Ia merasa di atas angin. Anaknya akan mudah dipengaruhi lagi. Selama ini ia tidak setuju jika Galih menikahi perempuan yang tidak sederajat dengannya. Hanya seorang anak cleaning servis dan gadis yang dicintai Galih juga cuma lulusan SMA yang bekerja sebagai kasir di supermarket bahan bangunan. Belum lagi Marwa memiliki satu adik lelaki yang masih sekolah menengah atas. Tentu saja hal ini membuat Atik khawatir jika anaknya akan menanggung biasa sekolah, sehingga ia terus meracuni pikiran Galih agar tidak terlalu bertekuk lutut terhadap istrinya.

"Wah, ga bener ini, kenapa ga bilang dari awal kalau keluarganya penyakitan!" Atik berusaha mengompori.
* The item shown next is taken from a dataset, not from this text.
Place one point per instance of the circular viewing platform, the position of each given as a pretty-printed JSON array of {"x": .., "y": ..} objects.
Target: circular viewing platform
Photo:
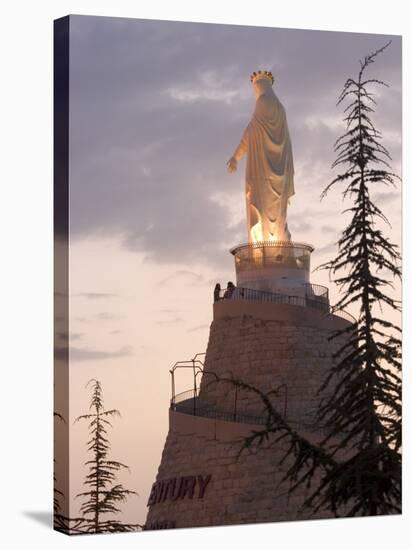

Sebenarnya Ada kekhawatiran juga jika di keluarganya akan menjadi penyakitan.

"Udahlah, Bu, InsyaAllah ga apa-apa. Dokter juga udah kasih tahu caranya supaya keadaan itu ga balik lagi. Kalaupun terjadi lagi, setidaknya aku dan Marwa udah tahu untuk menanganinya." Helaan napas berat keluar dari mulut lelaki yang merasa jengah dengan ucapan sang ibu yang membuat pikirannya semakin kalut. Jauh di lubuk hatinya ia juga memiliki ketakutan yang sama, tetapi berusaha ditepis.

"Ya ga bisa gitu, dong, Galih, ibu ga mau kalau cucu-cucu ibu nantinya penyakitan semua," jelas Atik.

"InsyaAllah engga, Bu. Buktinya Marwa baik-baik saja. Ia ga pernah kejang sewaktu kecil." Atik mendengkus kesal. Tak terima dengan kenyataan yang ada.

"Perempuan itu emang ga becus ngapa napain. Ngurus anak satu aja sampai kek gitu," ujar Atik memanasi-manasi lagi sambil melirik anaknya. "Untunglah kamu nurut sama ibu supaya keuangan kamu yang atur dan membatasi pengeluaran rumah tangga, supaya istrimu ga enak enakan makan uangmu," jelasnya lagi tanpa menyadari ada sesorang di balik tembok yang terbelalak kaget mendengar ucapannya.